I was thinking about using Stirling numbers of the second kind, but I am not getting anywhere with this idea.
 A: Suppose you have $a_n$ and $a_1$ then dividing everything by $a_1$ we see that this is equivalent to going from $1$ to a number $m.$ Lets say that $m=p_1^{\alpha _1}\cdots p_k^{\alpha _k}$ and just extract the exponents (the primes are not important) and you get $(\alpha _1,\cdots ,\alpha _k).$ Now you want to construct $k$ increasing chains from $0$ to $\alpha _k$ and so this is equivalent of having $n-1$ numbers $a_{k,1},\cdots a_{k,n-1}$ such that their sum is $\alpha _k.$ Using stars and bars you probably can get that this number would be $$\prod _{i=1}^k\binom{\alpha _i+n-2}{n-2}.$$
Added later: I came across this paper in which this problem, Thm 3.10 in the paper, can be embedded. So a natural generalization of this problem is in the context of mixed Stirling numbers.

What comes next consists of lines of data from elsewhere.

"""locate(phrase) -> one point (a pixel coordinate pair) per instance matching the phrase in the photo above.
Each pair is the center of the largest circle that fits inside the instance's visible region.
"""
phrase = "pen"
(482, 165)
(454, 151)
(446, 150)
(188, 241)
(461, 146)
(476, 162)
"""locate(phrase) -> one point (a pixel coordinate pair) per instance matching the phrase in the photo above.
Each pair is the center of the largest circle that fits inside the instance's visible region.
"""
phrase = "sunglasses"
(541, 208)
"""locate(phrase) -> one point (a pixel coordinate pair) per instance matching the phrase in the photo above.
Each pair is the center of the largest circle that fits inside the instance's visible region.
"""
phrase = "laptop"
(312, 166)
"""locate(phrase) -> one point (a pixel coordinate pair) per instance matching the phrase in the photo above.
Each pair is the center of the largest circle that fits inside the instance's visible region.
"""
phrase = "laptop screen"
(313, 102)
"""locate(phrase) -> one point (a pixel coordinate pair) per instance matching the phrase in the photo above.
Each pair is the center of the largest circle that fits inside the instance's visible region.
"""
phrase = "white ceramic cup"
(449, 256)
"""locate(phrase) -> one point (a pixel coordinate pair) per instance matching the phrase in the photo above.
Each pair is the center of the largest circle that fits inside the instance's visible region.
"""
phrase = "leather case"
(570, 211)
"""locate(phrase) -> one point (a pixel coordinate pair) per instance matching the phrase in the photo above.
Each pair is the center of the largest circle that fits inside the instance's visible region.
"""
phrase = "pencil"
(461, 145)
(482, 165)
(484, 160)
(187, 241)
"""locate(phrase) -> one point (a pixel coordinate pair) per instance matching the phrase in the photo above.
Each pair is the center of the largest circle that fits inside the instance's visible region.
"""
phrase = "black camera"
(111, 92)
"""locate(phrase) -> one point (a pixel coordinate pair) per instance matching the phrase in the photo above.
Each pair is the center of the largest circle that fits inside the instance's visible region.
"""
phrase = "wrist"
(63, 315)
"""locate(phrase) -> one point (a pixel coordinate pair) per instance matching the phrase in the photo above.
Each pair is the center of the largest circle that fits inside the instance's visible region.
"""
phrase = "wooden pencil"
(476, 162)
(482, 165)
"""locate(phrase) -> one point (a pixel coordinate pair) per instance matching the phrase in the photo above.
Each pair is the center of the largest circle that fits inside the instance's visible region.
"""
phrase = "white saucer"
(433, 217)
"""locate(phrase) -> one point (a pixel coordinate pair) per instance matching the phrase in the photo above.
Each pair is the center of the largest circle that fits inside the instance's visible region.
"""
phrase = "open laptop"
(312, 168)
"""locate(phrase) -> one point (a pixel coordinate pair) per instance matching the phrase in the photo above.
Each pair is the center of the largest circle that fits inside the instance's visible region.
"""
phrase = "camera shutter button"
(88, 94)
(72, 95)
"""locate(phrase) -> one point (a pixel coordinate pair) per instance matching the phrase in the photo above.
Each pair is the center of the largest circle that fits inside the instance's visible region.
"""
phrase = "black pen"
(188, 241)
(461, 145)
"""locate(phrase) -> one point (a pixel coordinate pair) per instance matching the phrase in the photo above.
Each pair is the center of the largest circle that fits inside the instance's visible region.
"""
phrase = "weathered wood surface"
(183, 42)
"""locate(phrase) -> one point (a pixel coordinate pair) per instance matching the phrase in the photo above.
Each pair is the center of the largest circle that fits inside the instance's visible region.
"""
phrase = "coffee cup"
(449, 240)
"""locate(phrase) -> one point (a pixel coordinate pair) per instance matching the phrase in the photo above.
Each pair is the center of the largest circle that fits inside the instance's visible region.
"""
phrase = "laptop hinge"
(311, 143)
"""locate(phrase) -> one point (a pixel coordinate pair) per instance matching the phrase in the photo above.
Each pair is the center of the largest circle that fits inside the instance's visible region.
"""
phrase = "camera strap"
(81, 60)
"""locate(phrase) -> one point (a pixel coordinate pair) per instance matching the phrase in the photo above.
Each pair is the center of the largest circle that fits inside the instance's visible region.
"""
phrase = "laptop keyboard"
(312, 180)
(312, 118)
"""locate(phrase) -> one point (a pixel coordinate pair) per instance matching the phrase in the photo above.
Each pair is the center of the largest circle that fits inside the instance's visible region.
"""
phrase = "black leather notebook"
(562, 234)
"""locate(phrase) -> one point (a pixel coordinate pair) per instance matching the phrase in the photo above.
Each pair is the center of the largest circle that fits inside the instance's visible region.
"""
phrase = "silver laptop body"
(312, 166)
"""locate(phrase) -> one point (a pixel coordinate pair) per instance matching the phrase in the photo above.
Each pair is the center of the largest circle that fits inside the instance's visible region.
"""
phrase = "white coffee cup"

A: If you are given $a_1$ and $a_6$ you should divide them and factor the ratio.  In this case  the ratio is $2000=2^4\cdot 5^3$.  If you allow successive numbers to be equal, you just need to distribute the four factors of $2$ and three factors of $5$ into the five bins of gaps between the numbers.  Stars and bars tells you how many ways to do this-there are ${4+5-1 \choose 5-1}={8 \choose 4}=70$ ways to distribute the $2$s and ${7 \choose 4}=35$ ways to distribute the $5$s, so $70\cdot 35=2450$ ways overall.  If you don't allow successive numbers to be equal, there are many fewer.  You have $7$ prime factors which you have to distribute into $5$ factors.